Speaking about mental health and the use of force, Dr Brodie Paterson emphasised that the starting point should be that restraint should not happen and should be prevented. He explored the importance of cultivating a positive culture, of trauma-informed care, of sufficiently robust governance for the use of force, and of adequate staffing and training.

He explained how the phenomena of staff perceiving the behaviour distressed detained people as wilful rather than a function of their mental distress.

Dr Paterson explained:

“Brook House had an inappropriate culture, an inappropriate physical environment, inappropriate training, inappropriate leadership and inappropriate oversight.

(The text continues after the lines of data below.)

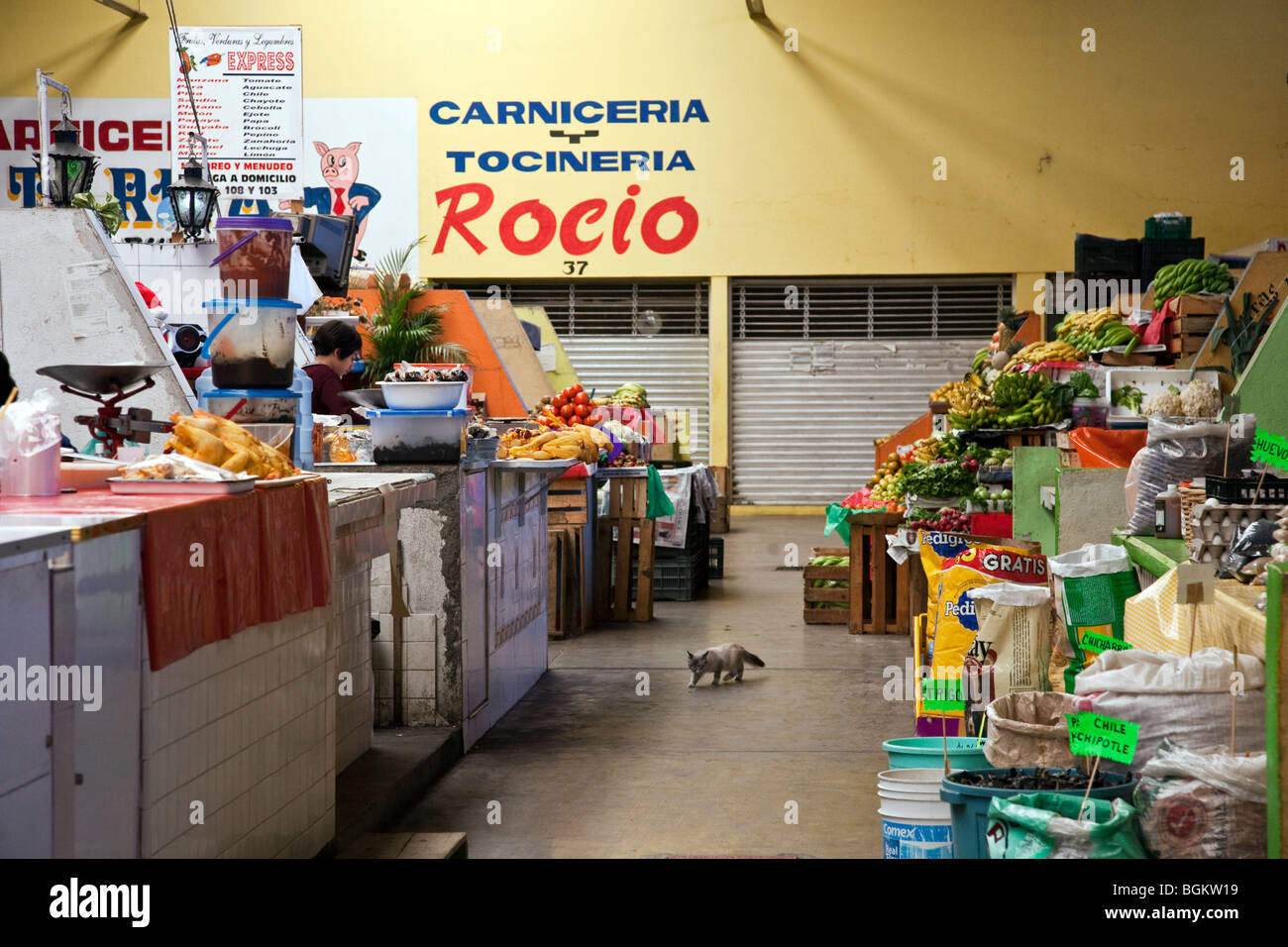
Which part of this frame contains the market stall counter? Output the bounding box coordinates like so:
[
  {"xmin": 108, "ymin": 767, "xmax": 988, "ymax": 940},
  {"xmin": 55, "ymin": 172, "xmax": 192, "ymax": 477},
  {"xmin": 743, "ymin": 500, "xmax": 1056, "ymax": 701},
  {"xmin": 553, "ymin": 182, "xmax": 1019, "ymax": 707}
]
[
  {"xmin": 358, "ymin": 460, "xmax": 575, "ymax": 750},
  {"xmin": 0, "ymin": 474, "xmax": 433, "ymax": 857}
]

If you were trying to create a service that would go wrong, then Brook House is a recipe for how to do that”.

If we fail to put the ethical infrastructure, the resources, the culture, the training in place, such services will fail. The lesson from Brook House is that unless we get it right: services will fail, and vulnerable people will get hurt”.

 

Dr Andrew Green (Deputy chair of the BMA Medical Ethics Committee) chaired a panel discussion of the healthcare and safeguarding in immigration detention

 

Professor Cornelius Katona MD FRCPsych (Hon Medical and Research Director, Helen Bamber Foundation and Hon Professor, Division of Psychiatry, UCL) discussed the mental health conditions and high levels of trauma amongst detained people.

Professor Katona spoke of why it is that detained people have high rates of mental health conditions:

“there is a diminished sense of safety, a diminished sense of freedom from harm and […] often painful reminders of traumatic past experiences of detention and sadly often of ill-treatment. There is an aggravated fear of the imminence of return” as well as a separation from support networks and disruption to their continuity of care.

He outlined that in immigration detention, the:

“primary purpose is administrative, and the length of detention is uncertain […] that is one of the key elements, the terrible uncertainty. In prison you count the days down, in detention, you count them up”.

 

Dr Rachel Bingham, Clinical Advisor at Medical Justice, showed how detention safeguards fail at every stage from a lack of pre-detention screening and systemic flaws in healthcare screening, and the Rule 34 and Rule 35 processes. Outlining Medical Justice’s recent audit of their clients. Dr Bingham drew comparisons with Kate Eves’ findings from 2017 to show that the catastrophic failures were because there was too often a disregard and lack of understanding of how to implement safeguards.

Dr Bingham emphasised that:

“the bottom line is not only that health is harmed in this situation or that suicide risk increases […] but [there are ongoing failures in the safeguarding processes designed] to prevent mistreatment and to prevent the kinds of abuses that happen when health is not managed.”

 

Dr John Chisholm CBE, BMA International Committee Deputy Chair, echoed that:

“detainees are vulnerable. They’ve often been the victims of torture, yet they’re detained in an environment that is detrimental to their health and wellbeing.”

He called the current indefinite detention system a “national disgrace” and said that it must be “phased out and abolished”.

Dr Chisholm urged that:

“we must continue to lobby, advocate, and campaign for change and to rid us, our country, of this performative cruelty.”

 

Stephanie Harrison described how healthcare staff “put the Home Office’s priorities of enforcement over the welfare of their patients” and “remained silent in the face of human rights abuses committed against individuals in the care of them as healthcare professionals”.

She called on IRC doctors to “stop being complicit in these forms of mistreatment [including safeguarding failures, inappropriate use of force and the misuse of segregation] by failing to report, to identify, and to call it out.” Instead, IRC healthcare must call out the culture of dehumanisation and racism “which is still entrenched within those institutions.”